The mum in the center is made of gumpaste. The rest of the decorations are fondant. The scalloped edge and the flower details on the sides are done with a mold. I’m a little disappointed at the way the fondant draped on the cake – tons of air bubbles underneath! – but I think I just tried to do it all too fast. (I felt a little under pressure at that point, because everyone in the class knew I’d done fondant-covered cakes before.)
You may not know this, but the chrysanthemum was the symbol of Imperial Japan, so I thought I’d try and follow that theme a bit. I’ve also been thinking for a while that I’d like to make a green tea cake, and this seemed like the perfect time to try.
Unfortunately, all the recipes I could find for green tea cake required matcha – powdered green tea, which I could not find in any of my local stores, and didn’t have time to order. What I did have on hand was this box of bagged (sencha) green tea. (I know, I know, all of you who know tea are groaning at this… and probably groaning at me for drinking bagged tea at all… )
I brewed as strong a batch of green tea as I could manage with these bags, and used it in an adaptation of my chai chocolate chip cake recipe. The resulting cake was quite good, and had a lovely texture, but was (not surprisingly) lacking in the hoped-for green tea flavor. But now I’m certain that this recipe would work beautifully with the matcha, so that goes on my (ever growing) list of recipes to try.

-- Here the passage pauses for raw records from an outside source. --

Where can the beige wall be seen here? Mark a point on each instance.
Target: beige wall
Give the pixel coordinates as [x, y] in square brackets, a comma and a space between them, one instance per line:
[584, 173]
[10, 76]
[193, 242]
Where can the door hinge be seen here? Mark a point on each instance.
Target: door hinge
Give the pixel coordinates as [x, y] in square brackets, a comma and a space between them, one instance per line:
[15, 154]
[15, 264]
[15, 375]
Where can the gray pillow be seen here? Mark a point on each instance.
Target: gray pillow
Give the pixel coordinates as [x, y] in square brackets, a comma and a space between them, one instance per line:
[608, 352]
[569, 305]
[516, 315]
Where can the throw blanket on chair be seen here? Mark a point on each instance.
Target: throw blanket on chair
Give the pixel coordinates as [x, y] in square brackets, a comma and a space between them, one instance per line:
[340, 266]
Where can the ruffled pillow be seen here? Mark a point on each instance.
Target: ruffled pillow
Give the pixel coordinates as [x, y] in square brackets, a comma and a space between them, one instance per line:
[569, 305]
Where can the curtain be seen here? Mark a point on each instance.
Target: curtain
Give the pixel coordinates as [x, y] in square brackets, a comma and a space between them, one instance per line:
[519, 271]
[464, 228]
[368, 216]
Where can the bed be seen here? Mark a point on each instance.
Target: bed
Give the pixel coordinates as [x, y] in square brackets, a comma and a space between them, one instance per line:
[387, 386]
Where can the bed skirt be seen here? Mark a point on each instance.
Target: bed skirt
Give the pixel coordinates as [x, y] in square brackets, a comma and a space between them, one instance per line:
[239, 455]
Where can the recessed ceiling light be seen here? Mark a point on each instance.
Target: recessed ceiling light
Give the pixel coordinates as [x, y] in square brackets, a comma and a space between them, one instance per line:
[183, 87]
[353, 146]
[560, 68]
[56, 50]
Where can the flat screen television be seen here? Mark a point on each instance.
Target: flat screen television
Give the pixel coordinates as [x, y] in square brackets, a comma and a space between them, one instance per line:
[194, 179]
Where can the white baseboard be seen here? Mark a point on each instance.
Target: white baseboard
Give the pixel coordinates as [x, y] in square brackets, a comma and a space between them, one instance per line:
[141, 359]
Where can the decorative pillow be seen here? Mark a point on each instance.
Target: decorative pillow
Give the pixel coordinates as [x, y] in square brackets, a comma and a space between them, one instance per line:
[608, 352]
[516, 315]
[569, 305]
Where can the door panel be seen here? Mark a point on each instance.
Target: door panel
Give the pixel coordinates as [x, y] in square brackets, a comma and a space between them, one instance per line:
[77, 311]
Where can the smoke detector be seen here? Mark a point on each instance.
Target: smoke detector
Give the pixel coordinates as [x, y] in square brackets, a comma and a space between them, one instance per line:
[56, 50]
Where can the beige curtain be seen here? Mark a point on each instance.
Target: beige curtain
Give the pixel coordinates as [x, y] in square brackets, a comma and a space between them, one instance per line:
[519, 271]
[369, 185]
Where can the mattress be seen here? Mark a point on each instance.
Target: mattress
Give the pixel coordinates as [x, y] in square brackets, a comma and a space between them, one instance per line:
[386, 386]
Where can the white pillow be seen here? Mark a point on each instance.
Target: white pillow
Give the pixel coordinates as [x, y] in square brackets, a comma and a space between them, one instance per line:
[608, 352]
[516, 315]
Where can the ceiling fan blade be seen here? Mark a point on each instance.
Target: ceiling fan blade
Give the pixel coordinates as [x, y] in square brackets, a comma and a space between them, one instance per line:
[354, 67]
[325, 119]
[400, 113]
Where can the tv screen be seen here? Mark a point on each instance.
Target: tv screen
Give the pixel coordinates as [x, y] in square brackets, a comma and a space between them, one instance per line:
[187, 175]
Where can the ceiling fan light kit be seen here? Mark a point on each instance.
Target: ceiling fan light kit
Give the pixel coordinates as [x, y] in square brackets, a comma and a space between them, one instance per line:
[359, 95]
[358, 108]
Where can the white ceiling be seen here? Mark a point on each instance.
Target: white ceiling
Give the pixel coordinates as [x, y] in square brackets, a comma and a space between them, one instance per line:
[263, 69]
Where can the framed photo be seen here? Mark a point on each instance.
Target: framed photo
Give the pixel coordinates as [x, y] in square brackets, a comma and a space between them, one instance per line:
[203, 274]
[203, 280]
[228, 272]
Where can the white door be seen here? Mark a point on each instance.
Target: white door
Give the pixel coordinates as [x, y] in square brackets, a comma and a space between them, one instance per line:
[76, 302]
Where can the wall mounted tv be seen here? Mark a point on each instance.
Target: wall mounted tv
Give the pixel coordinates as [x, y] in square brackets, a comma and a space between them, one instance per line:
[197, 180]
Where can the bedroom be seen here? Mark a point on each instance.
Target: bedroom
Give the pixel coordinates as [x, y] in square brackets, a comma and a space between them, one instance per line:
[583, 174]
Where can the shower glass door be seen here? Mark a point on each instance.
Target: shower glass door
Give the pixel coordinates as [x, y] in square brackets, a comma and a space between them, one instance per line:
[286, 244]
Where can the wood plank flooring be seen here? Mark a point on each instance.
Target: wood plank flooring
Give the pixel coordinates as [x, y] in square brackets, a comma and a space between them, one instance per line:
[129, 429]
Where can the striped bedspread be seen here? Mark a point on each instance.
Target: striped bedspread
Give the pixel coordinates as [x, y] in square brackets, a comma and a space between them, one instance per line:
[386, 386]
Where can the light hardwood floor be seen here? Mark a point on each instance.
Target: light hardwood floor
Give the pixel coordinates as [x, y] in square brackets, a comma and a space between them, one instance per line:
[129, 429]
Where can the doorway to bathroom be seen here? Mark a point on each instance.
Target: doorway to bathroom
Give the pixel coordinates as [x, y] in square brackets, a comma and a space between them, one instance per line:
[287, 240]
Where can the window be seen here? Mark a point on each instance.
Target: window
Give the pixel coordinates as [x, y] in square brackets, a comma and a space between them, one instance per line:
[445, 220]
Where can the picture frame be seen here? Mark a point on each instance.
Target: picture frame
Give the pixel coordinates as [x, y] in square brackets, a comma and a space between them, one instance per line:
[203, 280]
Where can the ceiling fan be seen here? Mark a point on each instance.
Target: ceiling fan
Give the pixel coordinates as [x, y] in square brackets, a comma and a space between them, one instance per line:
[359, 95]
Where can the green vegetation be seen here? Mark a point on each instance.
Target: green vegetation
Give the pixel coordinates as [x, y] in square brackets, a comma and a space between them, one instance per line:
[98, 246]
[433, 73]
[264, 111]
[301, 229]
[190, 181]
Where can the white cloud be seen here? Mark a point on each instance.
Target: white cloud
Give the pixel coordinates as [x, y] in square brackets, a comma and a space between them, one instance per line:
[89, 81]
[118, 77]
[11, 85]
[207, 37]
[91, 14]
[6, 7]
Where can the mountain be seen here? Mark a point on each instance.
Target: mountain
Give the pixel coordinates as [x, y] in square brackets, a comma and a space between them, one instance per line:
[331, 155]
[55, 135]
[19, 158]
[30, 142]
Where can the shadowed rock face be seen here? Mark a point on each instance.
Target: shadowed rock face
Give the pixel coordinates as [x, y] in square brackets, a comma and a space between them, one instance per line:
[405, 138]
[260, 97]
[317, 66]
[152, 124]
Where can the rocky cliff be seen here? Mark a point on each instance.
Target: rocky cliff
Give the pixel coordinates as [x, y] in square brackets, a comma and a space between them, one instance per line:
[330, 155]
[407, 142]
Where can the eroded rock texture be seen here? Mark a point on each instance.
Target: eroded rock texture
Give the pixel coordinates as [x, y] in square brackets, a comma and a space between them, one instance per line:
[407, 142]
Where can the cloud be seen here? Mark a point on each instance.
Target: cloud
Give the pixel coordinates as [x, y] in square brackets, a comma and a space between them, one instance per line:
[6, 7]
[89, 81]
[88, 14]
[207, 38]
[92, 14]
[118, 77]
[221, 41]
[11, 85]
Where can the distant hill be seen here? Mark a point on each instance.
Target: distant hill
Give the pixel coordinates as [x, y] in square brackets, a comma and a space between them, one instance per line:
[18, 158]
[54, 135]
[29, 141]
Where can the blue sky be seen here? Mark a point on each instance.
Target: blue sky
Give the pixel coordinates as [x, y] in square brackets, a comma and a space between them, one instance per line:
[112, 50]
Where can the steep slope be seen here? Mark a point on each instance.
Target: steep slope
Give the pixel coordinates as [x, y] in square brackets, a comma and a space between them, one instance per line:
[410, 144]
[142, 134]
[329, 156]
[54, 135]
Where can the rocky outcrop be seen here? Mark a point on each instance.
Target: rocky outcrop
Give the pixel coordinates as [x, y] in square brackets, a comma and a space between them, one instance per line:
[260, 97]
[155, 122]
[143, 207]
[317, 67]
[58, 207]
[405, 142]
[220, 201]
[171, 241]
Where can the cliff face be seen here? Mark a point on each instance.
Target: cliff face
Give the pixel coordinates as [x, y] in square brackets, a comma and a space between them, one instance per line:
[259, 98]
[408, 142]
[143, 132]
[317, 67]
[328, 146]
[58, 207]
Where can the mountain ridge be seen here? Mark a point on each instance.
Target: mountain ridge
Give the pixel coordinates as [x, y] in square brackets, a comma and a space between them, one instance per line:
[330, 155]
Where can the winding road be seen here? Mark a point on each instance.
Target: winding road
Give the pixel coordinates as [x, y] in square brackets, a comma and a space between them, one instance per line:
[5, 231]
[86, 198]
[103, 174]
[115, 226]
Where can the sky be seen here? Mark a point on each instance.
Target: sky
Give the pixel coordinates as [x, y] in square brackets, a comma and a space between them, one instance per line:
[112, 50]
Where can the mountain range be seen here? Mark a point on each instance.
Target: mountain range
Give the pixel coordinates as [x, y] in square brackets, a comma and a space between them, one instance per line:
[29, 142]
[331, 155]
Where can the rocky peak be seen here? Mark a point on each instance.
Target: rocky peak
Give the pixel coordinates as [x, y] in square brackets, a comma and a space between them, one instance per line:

Plus, the matcha will give this cake a lovely color too. I considered faking it with food coloring, but decided not to bother.
Now, some people have asked me what fondant is, and what it’s for. Basically, it’s a super sweet dough that gets rolled out like pie crust and draped over the cake. I have seen absolutely gorgeous cake-art done with fondant, but I don’t know many people who actually like to eat it. Perhaps it’s best to think of fondant like the wrapping paper and ribbons you’d put on a gift. It adds to the presentation, but isn’t really part of the cake itself.
And just as with wrapping paper, you are always welcome to leave the fondant behind.